Sunday, 1 November 2015

Dances: After You, The Green Table, Partita 2

Thanks to our friend Santa (who recommended it), we went to see a program by the American Ballet Theater.  I had always associated the ABT with ballet stars and Swan Lakes, but this program was completely different.  It began with a newly commissioned work by Mark Morris entitled "After You", set to Hummel's "Septet".   This was one of Morris's very music oriented works, and was delightful to watch and hear.  As always, Morris works very closely with the music in ways which are both very obvious and not so obvious.   It was not seemingly a profound work, with its rather bland appearance, but, at the end, you want to see it again.  I was also fascinated by Hummel's music, which also seems to have more going on than what appears on the surface.  A critic called the piece an "anti-ballet", I suppose meaning that it rejects many of the typical conventions of classical ballet (Virtuosity, male-female partnering, etc.), but for me, since I don't normally experience these conventions, the idea means nothing.   It's a Mark Morris piece!
Quotes from Mark Morris:

Notes to his dancers:  “ ‘Dazzling.’ ‘Breathtaking.’ You don’t have to do those slogans so it looks like the ABT calendar,” he said. “I want to know that there is a human being doing it.”

“I want it to be enjoyable. It’s a choreo-musical experience, and that’s it.”

Note that the men and the women have the same costumes:




There was also a pair of pieces dating from the 60's called "Monotones" by Frederick Ashton, set to various orchestrations of Satie's piano music.  (The Satie pieces were also joined together to make a continuous score.)  The dance was a slow and mesmerizing experience; Ashton was supposedly inspired by the first images of astronauts floating in space in the 1960's.  The movement did have a wonderful floating quality to it, and the Satie with its simple and non-developmental quality served this idea very well.

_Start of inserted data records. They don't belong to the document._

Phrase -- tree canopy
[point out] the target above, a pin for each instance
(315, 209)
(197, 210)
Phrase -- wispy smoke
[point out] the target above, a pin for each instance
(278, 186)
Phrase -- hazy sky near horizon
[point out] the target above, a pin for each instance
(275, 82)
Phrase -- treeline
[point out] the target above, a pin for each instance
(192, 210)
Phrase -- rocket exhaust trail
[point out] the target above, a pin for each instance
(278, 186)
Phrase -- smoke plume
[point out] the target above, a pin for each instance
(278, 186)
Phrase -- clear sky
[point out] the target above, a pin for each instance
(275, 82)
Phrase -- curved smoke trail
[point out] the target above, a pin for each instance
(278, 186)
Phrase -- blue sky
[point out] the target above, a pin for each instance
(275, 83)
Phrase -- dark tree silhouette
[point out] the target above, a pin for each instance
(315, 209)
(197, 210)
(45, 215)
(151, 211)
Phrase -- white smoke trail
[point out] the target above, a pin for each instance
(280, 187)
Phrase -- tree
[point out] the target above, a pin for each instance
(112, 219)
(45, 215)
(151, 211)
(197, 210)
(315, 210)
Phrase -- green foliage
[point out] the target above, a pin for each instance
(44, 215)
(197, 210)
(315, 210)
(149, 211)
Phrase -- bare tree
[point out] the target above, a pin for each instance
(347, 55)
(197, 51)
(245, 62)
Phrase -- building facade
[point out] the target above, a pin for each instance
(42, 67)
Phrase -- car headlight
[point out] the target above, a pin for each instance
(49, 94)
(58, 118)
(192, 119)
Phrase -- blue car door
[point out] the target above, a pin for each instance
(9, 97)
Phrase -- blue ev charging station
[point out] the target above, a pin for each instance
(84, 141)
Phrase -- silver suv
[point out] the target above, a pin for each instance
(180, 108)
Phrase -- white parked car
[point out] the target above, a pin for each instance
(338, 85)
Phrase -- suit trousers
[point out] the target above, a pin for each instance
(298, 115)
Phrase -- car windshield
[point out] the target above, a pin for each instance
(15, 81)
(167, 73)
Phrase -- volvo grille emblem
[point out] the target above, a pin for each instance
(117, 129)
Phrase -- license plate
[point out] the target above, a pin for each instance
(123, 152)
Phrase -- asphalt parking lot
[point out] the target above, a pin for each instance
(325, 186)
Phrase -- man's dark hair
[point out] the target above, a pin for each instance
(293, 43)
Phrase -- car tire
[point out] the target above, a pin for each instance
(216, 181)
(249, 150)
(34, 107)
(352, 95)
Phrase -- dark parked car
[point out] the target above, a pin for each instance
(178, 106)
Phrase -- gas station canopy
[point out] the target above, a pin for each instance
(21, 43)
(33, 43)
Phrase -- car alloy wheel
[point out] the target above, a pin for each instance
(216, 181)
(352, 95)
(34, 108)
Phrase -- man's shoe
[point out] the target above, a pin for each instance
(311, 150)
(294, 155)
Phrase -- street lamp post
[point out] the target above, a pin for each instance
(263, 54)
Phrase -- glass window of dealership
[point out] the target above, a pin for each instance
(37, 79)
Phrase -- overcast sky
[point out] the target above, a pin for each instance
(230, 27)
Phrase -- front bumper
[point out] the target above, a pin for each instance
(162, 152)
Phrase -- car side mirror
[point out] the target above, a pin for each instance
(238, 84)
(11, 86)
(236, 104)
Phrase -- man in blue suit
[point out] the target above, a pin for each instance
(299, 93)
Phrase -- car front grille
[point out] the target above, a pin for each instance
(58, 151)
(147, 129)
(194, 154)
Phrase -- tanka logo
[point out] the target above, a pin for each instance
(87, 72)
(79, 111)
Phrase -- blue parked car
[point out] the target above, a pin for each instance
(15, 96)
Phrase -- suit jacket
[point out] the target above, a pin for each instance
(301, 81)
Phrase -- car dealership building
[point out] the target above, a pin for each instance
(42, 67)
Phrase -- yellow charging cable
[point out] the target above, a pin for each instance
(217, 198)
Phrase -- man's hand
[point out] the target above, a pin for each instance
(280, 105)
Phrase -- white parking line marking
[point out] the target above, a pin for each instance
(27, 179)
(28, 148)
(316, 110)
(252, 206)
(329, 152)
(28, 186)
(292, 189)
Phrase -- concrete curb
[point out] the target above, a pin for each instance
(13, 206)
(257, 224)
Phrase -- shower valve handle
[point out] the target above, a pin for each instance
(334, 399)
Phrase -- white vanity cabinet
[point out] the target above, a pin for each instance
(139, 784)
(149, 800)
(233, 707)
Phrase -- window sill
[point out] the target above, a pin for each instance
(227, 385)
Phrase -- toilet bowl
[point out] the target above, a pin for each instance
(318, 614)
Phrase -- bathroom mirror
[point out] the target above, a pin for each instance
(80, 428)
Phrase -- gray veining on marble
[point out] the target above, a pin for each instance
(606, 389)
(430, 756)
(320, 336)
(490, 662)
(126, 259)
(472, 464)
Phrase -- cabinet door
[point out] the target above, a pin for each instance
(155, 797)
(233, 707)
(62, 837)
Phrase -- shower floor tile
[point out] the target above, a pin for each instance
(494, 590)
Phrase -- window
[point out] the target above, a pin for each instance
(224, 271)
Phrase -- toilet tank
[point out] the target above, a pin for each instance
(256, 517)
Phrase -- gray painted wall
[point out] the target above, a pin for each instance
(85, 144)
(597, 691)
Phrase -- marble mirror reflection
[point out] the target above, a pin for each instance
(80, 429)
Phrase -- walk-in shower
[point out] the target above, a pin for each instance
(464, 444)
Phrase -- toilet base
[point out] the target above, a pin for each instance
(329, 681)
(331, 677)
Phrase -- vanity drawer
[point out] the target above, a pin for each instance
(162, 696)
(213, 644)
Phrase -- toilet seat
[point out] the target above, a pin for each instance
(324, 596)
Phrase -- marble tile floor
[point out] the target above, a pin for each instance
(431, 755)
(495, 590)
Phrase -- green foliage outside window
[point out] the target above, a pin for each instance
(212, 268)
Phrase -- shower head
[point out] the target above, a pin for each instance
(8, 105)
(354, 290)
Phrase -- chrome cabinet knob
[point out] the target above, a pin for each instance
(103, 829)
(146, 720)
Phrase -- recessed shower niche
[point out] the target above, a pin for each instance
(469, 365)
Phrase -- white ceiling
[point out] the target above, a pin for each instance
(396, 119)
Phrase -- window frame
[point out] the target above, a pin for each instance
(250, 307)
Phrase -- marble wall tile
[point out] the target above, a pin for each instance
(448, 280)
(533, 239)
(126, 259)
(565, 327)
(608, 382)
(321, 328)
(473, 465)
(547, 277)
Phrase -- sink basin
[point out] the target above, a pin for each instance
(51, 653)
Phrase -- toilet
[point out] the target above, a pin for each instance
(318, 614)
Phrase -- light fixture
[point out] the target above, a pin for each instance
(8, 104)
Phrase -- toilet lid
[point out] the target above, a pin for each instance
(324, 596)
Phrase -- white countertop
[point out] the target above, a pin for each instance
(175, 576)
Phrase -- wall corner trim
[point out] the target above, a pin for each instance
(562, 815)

The highlight, though, was Kurt Jooss's "The Green Table", an antiwar ballet dating from 1932, set to music composed specifically for the ballet by Fritz Cohen (a two piano score).  Interestingly, the dance was inspired by the same frieze in Lubeck that inspired the Thomas Ades "Totentanz" that we heard last spring.   It is a narrative ballet, with a dancer playing "Death".  Since I know so little of dance history, the piece was a revelation;  the movements in what has been called an expressionist style were striking, especially those of Death and those of the women who are made to suffer the consequences of mankind's obsession with war.  Some of the women's gestures reminded me of expressionist paintings or Schiele drawings.  You really feel the impact of the Death character, who sometimes suddenly appears out of darkness to grab his victims. The piece begins and ends with opposing groups of diplomats or one percent types  gesturing at the green table with great ridiculousness.  The music was excellent as well.  At times it evoked the contemporaneous silent film scores, and was quite dissonant when it needed to be.

Death:



The green table:



We also saw (again thanks to Santa!) a piece entitled "Partita 2" by Anna Teresa De Keersmaeker.    The piece begins with a solo violinist walking on a bare stage.   The lights go completely out, the theater is in absolute darkness, and the violinist begins to play Bach's Partita #2 for violin solo.   This goes on for quite a while, and was a remarkable experience just by itself.  I often close my eyes when I listen to music; in this case, the closing was done for me.   For a dance show, this is a radical gesture.  After about 15 - 20 minutes of the partita, the violinist stops in the middle of a movement and walks off stage.  The light gradually emerges, and the two dancers, Keersmaeker and her co-creator, Boris Charmatz, begin dancing in total silence.  Though of course you still have the music of Bach in your head.   After an equally long stretch of dance in silence, the violinist re-enters the stage, and then we have music and dance together.   The violinist starts the Bach all over again, and then we gradually see some parts of the choreography that we have already seen recur, only this time with the music.  The choreography itself is quite minimal, and not dramatic in any conventional sense.  Lots of movement in circles around the stage, and many small gestures.  But to my eyes (and ears), it was mesmerizing; Keersmaeker is an extraordinary dancer.    Vera and Santa were less impressed.   The piece as a whole seems to be very much about structure, and also about how we hear and see Bach's music. (Somewhere in an interview Keersmaeker or Charmatz commented about the fact that no one has ever made a great piece in choreographing to Bach's music, forgetting Balanchine's "Concerto Barocco")    I found the whole experience to be fascinating, and would happily go and hear and see it again.   Though I must confess that I did not like the violinist's style of playing Bach, especially in the opening section.  It was of the romantic, tempo shifting style; with exaggerated slowing down and speeding up.   Bach purists would have shuddered.  (The movements in the Bach are each titled with dance forms, not that Bach expected anyone to dance to them.)  Curiously, though, I didn't mind the same style of performance when it occurred with the dance.